В первой книге его есть изображение весенней природы после грозы, какой она является глазам ребенка.
«…Я высовываюсь из брички и жадно впиваю в себя освеженный, душистый воздух… Все мокро и блестит на солнце, как покрытое лаком. С одной стороны дороги – необозримое озимое поле, кое-где перерезанное неглубокими овражками, блестит мокрою землею и зеленью и расстилается тенистым ковром до самого горизонта; с другой стороны – осиновая роща, поросшая ореховым и черемушным подседом, как бы в избытке счастия, стоит, не шелохнется и медленно роняет со своих обмытых ветвей светлые капли дождя на сухие прошлогодние листья. Со всех сторон вьются с веселою песнью и быстро падают хохлатые жаворонки; в мокрых кустах слышно хлопотливое движение маленьких птичек, и из середины рощи ясно долетают звуки кукушки. Так обаятелен этот чудный запах леса, после весенней грозы, запах березы, фиалки, прелого листа, сморчков, черемухи, что я не могу усидеть в бричке, соскакиваю с подножки, бегу к кустам и, несмотря на то, что меня осыпает дождевыми каплями, рву мокрые ветки распустившейся черемухи, бью себя ими по лицу и упиваюсь их чудным запахом. Не обращая даже внимания на то, что к сапогам моим липнут огромные комки грязи и чулки мои давно уже мокры, я, шлепая по грязи, бегу к окну кареты.
– Любочка! Катенька! – кричу я, подавая туда несколько веток черемухи, – посмотри, как хорошо!
Девочки пищат, ахают; Мими кричит, чтобы я ушел, а то меня непременно раздавят.

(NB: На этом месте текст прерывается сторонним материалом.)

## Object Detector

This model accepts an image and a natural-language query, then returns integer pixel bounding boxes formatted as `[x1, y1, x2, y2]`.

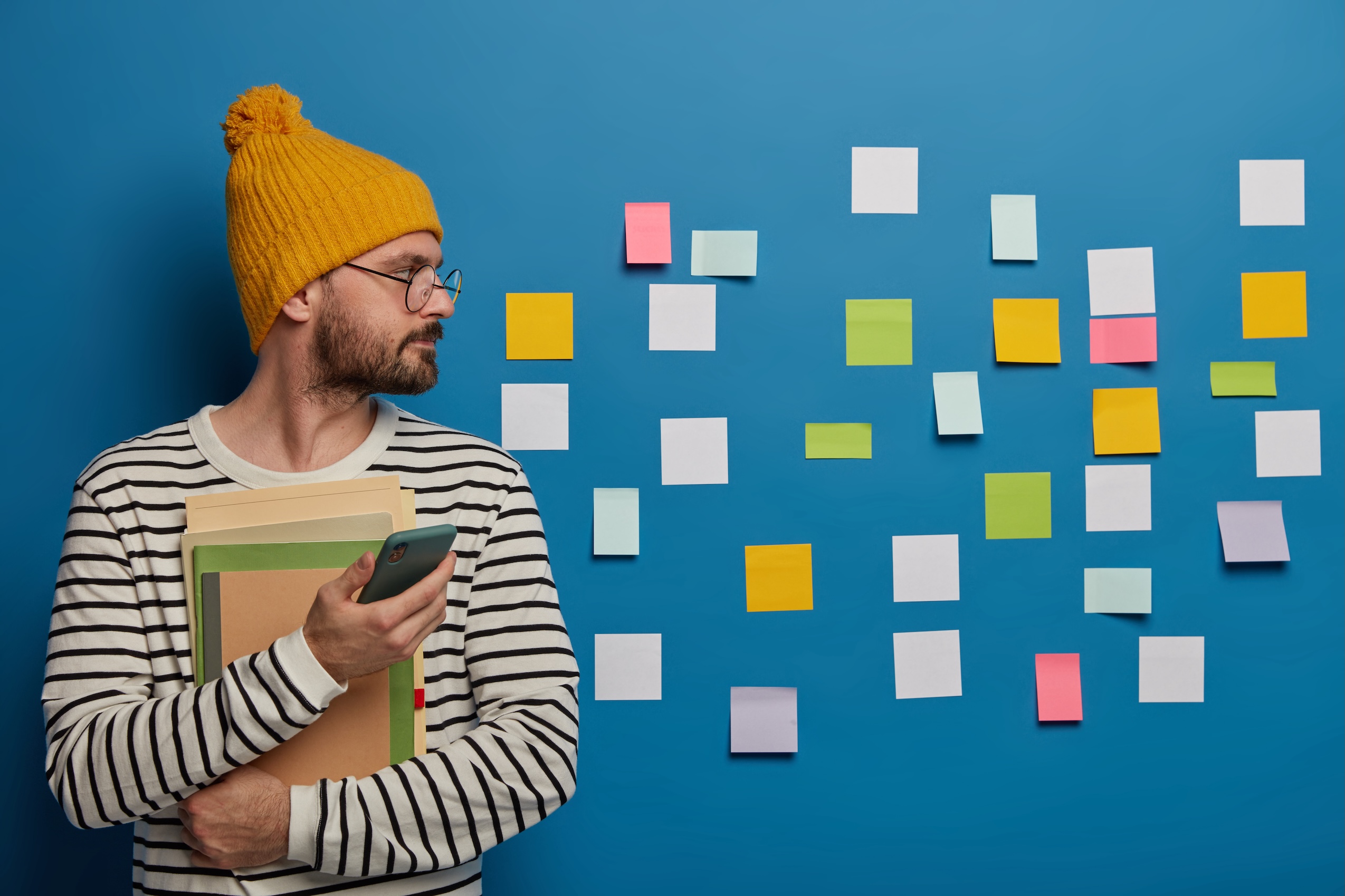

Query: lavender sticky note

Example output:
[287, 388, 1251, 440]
[1218, 501, 1289, 563]
[729, 688, 799, 752]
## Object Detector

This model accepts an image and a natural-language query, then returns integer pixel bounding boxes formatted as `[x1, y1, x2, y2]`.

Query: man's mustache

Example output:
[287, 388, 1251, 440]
[397, 321, 444, 354]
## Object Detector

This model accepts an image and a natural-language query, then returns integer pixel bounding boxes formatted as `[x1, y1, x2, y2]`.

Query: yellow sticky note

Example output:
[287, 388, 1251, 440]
[1243, 270, 1308, 339]
[504, 293, 574, 361]
[744, 544, 813, 613]
[995, 298, 1060, 364]
[1093, 388, 1159, 454]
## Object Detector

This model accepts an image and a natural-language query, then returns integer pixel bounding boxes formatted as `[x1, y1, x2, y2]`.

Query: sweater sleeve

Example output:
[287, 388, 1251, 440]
[42, 488, 345, 827]
[289, 471, 578, 876]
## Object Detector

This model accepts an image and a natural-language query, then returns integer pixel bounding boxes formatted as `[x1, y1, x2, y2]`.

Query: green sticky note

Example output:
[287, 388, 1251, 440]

– Да ты понюхай, как пахнет! – кричу я».
Мелькнет ли в предсмертном бреду его это воспоминание детства? Почудится ли ему снова упоительный запах черемухи и свежее, как детский поцелуй, прикосновение мокрых веток к лицу? И почувствует ли он тогда, что в этой бесконечной радости земной и этой любви к земному, даже только к земному, было и начало неземного? Поймет ли он, что неодолимая, нечеловеческая, животная и, вместе с тем, божественная любовь его к плоти, с которою он всю жизнь так тщетно боролся, могла бы остаться такой же невинной, как в еще более далеком, незапамятном детстве, когда он, купаясь в корыте, в первый раз заметил и полюбил «свое маленькое голое тельце, с выступавшими ребрами»; и что эта любовь его к себе одному была бы святою, если бы только он любил себя до конца, – а это значит, любил себя не для себя, а для Бога, так же ведь, как и других велел Господь любить не для них самих, а для Него? Поймет ли он, наконец, что тут нет высшего и низшего, что это два противоположных и равно-истинных пути, ведущих к одному и тому же; что это, в сущности, даже и не два пути, а один, только до времени кажущийся двумя, что не против и не от земли, а только через землю можно прийти к неземному, не против и не без плоти, а только чрез плоть – к тому, что за плотью? И нам ли бояться плоти – нам, детям того, Кто сказал: кровь Моя истинно есть питие, и плоть Моя истинно есть пища, – нам, чей Бог, чье «Слово стало плотью»?